As a dumb army guy it frustrated me that I could not access my file system off my computer from across the world through the internet. There were times when I would have to leave home for a year or more. To add insult to injury I can only program in JavaScript/TypeScript, so my solutions are limited. I wrote a Node app to solve for this with a GUI that displays in the browser or Tauri or Electron.
Yes, iSCSI is a thing but it does not provide social restrictions to share with other people with custom limitations the way Samba does. I also didn’t want to waste money and violate my own privacy on a third party cloud provider. If both end points are IPv6 you should need any third party server/proxy.
When I first started on the security model of this app it got too complicated and became littered with regressions and testing manually was taking too long and I would always forget to test some feature. There are some good test automation apps out there for the browser but they are really complicated and I needed something peer-to-peer to test multiple computers from a single command and control. To solve for that I wrote a test automation component for the app.
https://github.com/s1gmapr1mus/ESP32-Arduino-Stuff/tree/main...
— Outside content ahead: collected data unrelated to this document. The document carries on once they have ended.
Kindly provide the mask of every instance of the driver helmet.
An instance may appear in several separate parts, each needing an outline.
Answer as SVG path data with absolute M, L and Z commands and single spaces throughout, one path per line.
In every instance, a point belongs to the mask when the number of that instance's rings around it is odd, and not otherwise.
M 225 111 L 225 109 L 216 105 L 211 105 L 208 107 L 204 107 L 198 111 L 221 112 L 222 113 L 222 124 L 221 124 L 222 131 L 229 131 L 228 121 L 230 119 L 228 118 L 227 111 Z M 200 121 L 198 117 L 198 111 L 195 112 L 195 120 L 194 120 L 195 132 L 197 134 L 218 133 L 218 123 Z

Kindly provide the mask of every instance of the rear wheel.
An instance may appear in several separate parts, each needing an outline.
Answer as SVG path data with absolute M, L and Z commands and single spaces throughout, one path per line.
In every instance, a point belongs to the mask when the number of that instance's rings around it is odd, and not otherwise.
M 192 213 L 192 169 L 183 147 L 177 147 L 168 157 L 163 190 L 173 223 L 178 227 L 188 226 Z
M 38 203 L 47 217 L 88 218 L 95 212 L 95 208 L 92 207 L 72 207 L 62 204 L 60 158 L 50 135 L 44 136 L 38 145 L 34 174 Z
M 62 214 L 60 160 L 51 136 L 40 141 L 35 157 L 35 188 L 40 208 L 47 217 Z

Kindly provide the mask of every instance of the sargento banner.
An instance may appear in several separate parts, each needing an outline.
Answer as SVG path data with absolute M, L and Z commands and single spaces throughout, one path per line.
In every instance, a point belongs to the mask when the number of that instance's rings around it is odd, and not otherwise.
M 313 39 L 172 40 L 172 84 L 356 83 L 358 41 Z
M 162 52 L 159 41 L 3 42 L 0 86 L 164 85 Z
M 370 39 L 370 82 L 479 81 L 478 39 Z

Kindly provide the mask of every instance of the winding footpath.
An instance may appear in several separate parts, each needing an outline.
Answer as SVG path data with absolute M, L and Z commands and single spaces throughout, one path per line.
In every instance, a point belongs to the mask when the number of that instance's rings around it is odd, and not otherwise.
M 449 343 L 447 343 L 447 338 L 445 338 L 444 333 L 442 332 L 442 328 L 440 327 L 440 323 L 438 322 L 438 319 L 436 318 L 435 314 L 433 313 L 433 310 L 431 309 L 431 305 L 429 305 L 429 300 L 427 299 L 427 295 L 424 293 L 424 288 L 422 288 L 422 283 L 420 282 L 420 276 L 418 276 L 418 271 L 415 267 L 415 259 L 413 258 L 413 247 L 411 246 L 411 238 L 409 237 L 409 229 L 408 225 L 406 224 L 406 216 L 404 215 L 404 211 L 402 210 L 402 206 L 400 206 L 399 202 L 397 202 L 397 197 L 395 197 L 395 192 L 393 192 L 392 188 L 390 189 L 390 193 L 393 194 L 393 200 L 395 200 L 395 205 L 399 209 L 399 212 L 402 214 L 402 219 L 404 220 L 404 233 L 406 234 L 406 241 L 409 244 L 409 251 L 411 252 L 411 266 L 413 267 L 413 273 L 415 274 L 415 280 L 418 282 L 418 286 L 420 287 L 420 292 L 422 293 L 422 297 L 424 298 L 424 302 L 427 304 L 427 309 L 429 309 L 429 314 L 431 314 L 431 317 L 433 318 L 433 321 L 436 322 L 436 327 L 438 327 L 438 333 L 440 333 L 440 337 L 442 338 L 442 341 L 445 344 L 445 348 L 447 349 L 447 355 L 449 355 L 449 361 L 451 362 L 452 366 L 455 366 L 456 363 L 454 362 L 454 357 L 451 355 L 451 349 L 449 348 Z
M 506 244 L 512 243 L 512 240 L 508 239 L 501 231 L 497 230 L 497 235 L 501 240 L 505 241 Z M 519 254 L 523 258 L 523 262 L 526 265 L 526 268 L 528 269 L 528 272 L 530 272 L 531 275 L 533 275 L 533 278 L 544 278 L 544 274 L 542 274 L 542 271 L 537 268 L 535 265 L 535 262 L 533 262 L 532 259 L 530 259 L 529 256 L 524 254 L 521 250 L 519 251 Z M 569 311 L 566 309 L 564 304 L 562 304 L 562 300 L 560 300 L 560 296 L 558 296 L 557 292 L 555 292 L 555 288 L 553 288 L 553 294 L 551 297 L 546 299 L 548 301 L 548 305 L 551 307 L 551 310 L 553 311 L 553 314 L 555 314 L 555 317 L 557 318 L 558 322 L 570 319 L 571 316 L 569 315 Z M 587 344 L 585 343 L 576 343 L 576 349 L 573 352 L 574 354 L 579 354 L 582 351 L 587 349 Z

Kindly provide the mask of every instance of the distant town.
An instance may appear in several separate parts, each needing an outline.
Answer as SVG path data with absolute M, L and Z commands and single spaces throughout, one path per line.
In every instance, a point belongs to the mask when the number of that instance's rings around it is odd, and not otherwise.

Just to provide a bit of context, on October 14 2023 I was shot while driving my car and due to the crash and the bullet severing my spinal cord I am now a quadriplegic. I have obtained the hardware listed on the BOM and will be getting a friend to assemble the device but could use some help with the coding. Currently I am using an iPad with voice control and it is tedious to say the least.
https://community.element14.com/challenges-projects/element1...
Are some select classes a race to register for? Write a registration sniper and get in.
How about your county bus schedule? Mugshots? Are they easy to access?